Two recent case-control studies suggested that some flavonoid subgroups may play a role in preventing colorectal cancer. Previous prospective cohort studies generally reported no association; however, only a small subset of flavonoids was evaluated and partial flavonoid databases were used. We used the newly constructed U.S. Department of Agriculture flavonoid database to examine the association between consumption of total flavonoids, 6 flavonoid subgroups, and 29 individual flavonoids with adenomatous polyp recurrence in the Polyp Prevention Trial. The Polyp Prevention Trial was a randomized dietary intervention trial, which examined the effectiveness of a low-fat, high-fiber, high-fruit, and high-vegetable diet on adenoma recurrence. Intakes of flavonoids were estimated from a food frequency questionnaire.

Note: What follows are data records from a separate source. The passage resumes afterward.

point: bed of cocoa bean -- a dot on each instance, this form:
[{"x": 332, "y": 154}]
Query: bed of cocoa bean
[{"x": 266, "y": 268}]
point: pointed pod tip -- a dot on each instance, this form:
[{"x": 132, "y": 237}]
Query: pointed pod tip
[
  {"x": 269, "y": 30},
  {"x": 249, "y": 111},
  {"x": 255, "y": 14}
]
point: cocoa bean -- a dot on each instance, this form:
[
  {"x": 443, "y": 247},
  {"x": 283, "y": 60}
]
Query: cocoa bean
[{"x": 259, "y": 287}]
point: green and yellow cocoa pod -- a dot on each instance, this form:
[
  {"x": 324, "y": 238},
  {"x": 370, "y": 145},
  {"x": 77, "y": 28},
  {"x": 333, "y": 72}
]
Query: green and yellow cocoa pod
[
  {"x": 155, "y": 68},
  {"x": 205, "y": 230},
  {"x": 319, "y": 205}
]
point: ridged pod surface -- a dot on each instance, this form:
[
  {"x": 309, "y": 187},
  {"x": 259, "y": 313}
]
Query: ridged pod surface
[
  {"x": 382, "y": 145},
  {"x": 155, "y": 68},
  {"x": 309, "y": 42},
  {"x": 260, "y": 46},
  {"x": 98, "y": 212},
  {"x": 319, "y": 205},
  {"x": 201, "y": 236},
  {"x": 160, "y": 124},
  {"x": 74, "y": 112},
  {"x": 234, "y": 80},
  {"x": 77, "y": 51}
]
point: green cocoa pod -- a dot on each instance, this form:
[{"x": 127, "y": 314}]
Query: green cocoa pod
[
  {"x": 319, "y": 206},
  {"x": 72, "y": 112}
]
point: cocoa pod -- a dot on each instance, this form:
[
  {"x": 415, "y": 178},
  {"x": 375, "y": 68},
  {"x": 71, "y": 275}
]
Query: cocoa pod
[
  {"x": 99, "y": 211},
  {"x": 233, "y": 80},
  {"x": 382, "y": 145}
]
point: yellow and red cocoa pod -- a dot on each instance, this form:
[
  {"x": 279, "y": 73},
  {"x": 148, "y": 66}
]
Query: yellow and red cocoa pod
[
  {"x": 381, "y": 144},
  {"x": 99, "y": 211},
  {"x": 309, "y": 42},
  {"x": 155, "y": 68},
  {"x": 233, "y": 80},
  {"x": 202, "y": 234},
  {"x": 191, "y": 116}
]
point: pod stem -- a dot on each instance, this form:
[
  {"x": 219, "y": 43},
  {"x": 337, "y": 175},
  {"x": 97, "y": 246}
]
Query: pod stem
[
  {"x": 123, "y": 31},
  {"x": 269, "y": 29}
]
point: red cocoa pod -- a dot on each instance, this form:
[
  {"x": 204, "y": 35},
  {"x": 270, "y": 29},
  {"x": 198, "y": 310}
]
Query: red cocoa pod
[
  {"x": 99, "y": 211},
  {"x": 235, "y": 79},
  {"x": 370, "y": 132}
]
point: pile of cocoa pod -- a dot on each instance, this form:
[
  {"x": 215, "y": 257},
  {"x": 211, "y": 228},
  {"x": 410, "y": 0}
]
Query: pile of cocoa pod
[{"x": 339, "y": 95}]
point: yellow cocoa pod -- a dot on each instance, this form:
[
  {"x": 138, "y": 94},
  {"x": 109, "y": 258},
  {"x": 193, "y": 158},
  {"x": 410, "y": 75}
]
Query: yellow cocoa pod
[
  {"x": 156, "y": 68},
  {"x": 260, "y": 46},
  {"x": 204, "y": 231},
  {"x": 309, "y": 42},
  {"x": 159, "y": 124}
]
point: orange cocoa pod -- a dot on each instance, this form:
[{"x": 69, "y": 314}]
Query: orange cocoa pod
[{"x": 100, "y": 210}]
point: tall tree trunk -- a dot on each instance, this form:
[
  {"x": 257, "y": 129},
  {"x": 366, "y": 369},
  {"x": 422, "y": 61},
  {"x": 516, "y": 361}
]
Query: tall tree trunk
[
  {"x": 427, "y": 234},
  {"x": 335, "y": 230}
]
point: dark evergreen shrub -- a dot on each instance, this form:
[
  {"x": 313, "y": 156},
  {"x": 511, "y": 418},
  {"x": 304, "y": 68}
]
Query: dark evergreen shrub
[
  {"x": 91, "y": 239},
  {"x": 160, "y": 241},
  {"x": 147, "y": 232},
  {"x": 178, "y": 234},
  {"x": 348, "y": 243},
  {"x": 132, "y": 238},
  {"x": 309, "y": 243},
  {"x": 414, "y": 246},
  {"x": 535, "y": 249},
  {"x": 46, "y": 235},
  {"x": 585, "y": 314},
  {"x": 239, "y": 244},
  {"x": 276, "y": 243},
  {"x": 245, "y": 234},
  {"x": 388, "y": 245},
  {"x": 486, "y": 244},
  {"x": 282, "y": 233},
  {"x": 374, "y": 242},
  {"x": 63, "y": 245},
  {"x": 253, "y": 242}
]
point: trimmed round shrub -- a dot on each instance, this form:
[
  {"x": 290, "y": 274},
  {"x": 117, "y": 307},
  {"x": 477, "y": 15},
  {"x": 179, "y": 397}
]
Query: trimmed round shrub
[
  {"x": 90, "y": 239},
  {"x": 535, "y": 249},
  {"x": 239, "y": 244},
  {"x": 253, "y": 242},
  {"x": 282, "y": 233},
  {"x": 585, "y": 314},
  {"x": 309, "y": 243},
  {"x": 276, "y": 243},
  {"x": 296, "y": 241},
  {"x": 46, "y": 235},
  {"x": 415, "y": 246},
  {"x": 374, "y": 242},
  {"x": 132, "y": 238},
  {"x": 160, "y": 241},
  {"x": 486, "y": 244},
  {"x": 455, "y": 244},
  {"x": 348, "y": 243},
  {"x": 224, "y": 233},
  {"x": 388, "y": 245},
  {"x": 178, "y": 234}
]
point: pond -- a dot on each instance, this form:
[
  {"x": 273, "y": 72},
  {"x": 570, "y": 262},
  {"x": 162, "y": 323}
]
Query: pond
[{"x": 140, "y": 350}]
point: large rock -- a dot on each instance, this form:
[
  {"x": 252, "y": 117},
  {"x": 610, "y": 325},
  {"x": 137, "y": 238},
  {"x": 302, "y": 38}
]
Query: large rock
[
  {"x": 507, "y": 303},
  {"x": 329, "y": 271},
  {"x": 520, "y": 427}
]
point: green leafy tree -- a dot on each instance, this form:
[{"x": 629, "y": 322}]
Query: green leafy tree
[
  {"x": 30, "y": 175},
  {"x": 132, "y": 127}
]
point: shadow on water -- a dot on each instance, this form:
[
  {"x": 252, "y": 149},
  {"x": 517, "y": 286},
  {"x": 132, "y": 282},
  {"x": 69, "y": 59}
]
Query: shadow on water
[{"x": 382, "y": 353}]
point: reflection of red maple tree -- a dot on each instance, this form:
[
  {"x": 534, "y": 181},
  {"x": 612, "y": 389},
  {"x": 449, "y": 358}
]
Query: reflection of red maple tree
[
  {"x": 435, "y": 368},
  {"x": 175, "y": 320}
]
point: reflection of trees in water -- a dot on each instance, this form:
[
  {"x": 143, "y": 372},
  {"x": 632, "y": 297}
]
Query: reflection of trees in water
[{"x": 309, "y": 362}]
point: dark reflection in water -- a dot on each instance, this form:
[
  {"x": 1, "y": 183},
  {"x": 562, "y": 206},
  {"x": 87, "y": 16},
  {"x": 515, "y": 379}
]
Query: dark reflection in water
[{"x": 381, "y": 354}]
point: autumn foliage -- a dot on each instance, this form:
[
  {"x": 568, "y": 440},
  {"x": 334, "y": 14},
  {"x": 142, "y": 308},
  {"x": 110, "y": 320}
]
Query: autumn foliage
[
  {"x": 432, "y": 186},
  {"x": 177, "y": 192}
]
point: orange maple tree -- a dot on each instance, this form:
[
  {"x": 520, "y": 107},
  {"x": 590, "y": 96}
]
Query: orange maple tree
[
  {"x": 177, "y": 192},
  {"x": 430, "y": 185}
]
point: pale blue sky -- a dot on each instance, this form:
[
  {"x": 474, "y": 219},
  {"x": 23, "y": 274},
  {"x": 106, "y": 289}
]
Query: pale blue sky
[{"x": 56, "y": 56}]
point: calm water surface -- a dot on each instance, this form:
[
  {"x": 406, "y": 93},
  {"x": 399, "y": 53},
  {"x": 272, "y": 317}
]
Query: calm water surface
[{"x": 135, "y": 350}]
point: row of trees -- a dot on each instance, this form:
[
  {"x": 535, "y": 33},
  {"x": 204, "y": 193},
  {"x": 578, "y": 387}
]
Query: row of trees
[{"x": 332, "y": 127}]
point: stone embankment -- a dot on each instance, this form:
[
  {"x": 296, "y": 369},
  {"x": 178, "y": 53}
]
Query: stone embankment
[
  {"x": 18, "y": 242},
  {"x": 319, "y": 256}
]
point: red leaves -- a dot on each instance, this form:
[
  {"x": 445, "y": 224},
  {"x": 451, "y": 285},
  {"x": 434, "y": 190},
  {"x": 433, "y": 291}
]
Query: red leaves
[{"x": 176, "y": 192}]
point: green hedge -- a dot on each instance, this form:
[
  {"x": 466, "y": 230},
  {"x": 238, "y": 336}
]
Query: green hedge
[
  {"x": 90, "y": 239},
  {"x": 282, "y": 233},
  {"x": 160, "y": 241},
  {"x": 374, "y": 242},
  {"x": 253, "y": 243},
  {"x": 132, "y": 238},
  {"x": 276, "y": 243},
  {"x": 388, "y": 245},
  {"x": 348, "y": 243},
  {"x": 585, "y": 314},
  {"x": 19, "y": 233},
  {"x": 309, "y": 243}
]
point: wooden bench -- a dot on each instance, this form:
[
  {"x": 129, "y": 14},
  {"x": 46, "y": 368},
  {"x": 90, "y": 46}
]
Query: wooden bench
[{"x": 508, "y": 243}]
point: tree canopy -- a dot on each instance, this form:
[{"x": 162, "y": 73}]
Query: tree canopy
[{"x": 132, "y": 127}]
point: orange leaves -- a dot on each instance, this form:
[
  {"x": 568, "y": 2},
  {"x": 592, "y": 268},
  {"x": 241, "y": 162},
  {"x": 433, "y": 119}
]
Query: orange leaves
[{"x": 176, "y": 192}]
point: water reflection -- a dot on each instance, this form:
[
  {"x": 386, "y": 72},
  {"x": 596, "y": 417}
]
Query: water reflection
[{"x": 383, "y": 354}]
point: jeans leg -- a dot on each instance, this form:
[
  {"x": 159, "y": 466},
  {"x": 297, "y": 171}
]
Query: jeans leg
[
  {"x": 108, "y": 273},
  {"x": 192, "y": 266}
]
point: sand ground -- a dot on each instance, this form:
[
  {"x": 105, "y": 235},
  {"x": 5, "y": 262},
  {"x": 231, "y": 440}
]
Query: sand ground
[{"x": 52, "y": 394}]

Multivariate logistic regression models (adjusted for age, body mass index, sex, regular non–steroidal anti-inflammatory use, and dietary fiber intake) were used to estimate odds ratios and 95% confidence intervals for both any and advanced adenoma recurrence within quartiles of energy-adjusted flavonoid intake (baseline, during the trial, and change during the trial). Total flavonoid intake was not associated with any or advanced adenoma recurrence. However, high intake of flavonols, which are at greater concentrations in beans, onions, apples, and tea, was associated with decreased risk of advanced adenoma recurrence (4th versus 1st quartile during the trial; odds ratio, 0.24; 95% confidence interval, 0.11, 0.53; Ptrend = 0.0006). Similar inverse associations were observed to a smaller extent for isoflavonoids, the flavonol kaempferol, and the isoflavonoids genistein and formononetin. Our data suggest that a flavonol-rich diet may decrease the risk of advanced adenoma recurrence.